Tokenize dataclasses by gjoseph92 · Pull Request #8557 · dask/dask

gjoseph92 · 2022-01-11T21:10:46Z

Split out from #8392

Tests added / passed
Passes pre-commit run --all-files

dask/base.py

dask/tests/test_base.py

ian-r-rose · 2022-01-11T22:34:20Z

It's also probably worth checking this against #8376

gjoseph92 · 2022-01-11T22:40:16Z

Thanks @ian-r-rose, I have a feeling this PR will end up fixing that.

gjoseph92 · 2022-01-12T02:47:16Z

I spoke too soon, this doesn't fix #8376, because the thing being tokenized in that case is not a dataclass, but the bound method of a dataclass (totally different code path). I don't even know how much that even relates to dataclasses, versus just some issue in cloudpickle that could affect other things too. Seems like @scharlottej13 is already on the right track with that one.

…aclasses

jrbourbeau · 2022-01-13T16:55:25Z

Looks like there was a hiccup in CI -- just pushed a commit which merges main to re-trigger CI (hope that's okay)

dask/base.py

jrbourbeau · 2022-01-13T17:57:39Z

dask/base.py

+    # If dataclasses should not be compared, they should not be deterministically
+    # tokenized either, since the purpose of tokenization is comparision.
+    try:
+        comparable = obj.__dataclass_params__.eq


I could be missing something, but I didn't see any documentation around __dataclass_params__ in the dataclasses docs. Is there a more public-facing functionality we could use here instead? I suppose with suitable test coverage __dataclass_params__ is fine, but wanted to at least point this out

I didn't love this either, since I do think it's an internal API. There doesn't appear to be a public API for getting this sort of information.

The other more-public option I was considering was type(obj).__dict__.get("__eq__"). This is testing whether the class itself (not parents) implements an __eq__ method, because:

eq: If true (the default), an __eq__() method will be generated
https://docs.python.org/3/library/dataclasses.html#dataclasses.dataclass

However, I didn't like this, because it'll be a false-negative on cases like:

@dataclass(eq=True) class A: foo: str class B(A): def some_extra_method(self): ...

In this case, dataclasses.is_dataclass(B) is True, since it inherits from one. But it doesn't have an __eq__ method in its own __dict__, since it just inherits it from A, versus being generated by make_dataclass. But since it inherits this __eq__ method, we'd want tokenize on B to be deterministic, just as it is on A.

I suppose we could test for type(obj).__eq__ is not object.__eq__, indicating that something in the MRO defines its own __eq__ method.

But frankly, this feels to me like it's relying about as much on implementation details as obj.__dataclass_params__.eq, and it's quite a bit harder to read and understand.

The last option is to just not care about __eq__, and deterministically tokenize dataclasses even if they're marked as eq=False.
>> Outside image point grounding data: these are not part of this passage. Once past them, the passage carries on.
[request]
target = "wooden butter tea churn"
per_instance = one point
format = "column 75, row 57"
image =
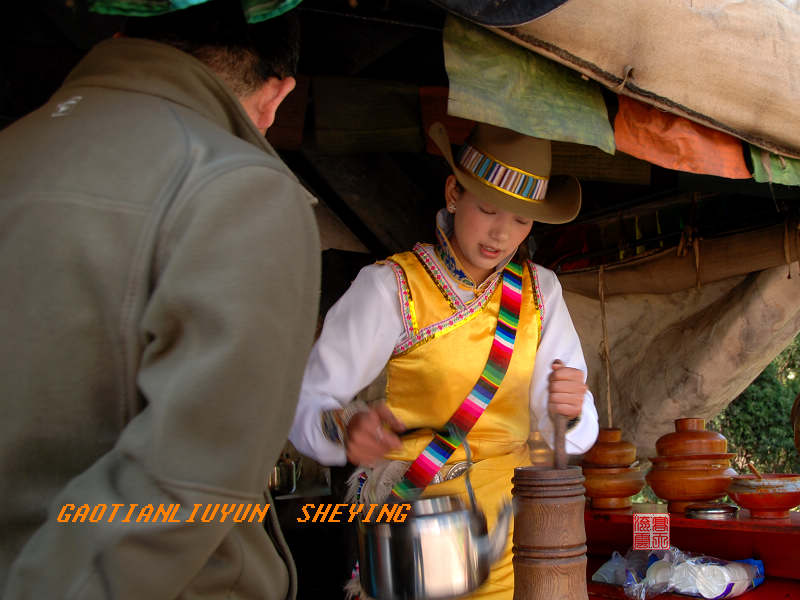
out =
column 549, row 532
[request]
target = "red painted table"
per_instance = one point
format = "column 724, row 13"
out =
column 775, row 542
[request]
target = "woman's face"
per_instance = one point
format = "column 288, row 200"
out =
column 483, row 234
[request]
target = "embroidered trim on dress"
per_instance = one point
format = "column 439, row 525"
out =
column 439, row 278
column 458, row 318
column 537, row 296
column 406, row 303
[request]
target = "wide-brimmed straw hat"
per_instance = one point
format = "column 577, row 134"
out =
column 512, row 171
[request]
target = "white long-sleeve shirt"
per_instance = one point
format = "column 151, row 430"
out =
column 362, row 329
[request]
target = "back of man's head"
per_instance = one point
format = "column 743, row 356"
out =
column 216, row 33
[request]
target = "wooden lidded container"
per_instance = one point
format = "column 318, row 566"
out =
column 692, row 465
column 611, row 475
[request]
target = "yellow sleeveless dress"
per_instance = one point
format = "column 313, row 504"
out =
column 431, row 372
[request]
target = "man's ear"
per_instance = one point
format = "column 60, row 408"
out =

I think this would still be pretty reasonable. I'm kind of on the fence about whether it even matters.

The last option is to just not care about eq, and deterministically tokenize dataclasses even if they're marked as eq=False. I think this would still be pretty reasonable. I'm kind of on the fence about whether it even matters.

Yeah, I wouldn't worry about this at all. tokenize isn't really about equality (and we don't mandate tokenize-able types implement equality anywhere else), I'd just skip this check.

Sure. I just felt like if someone went to the trouble of saying eq=False on their dataclass, there is probably a good reason for it. That reason is probably because the contents don't/shouldn't support equality, which means tokenize on those elements will probably be nondeterministic, so it'll probably be fine if we ignore eq=False and traverse anyway. I'd just prefer not making assumptions like this and respecting what users set explicitly.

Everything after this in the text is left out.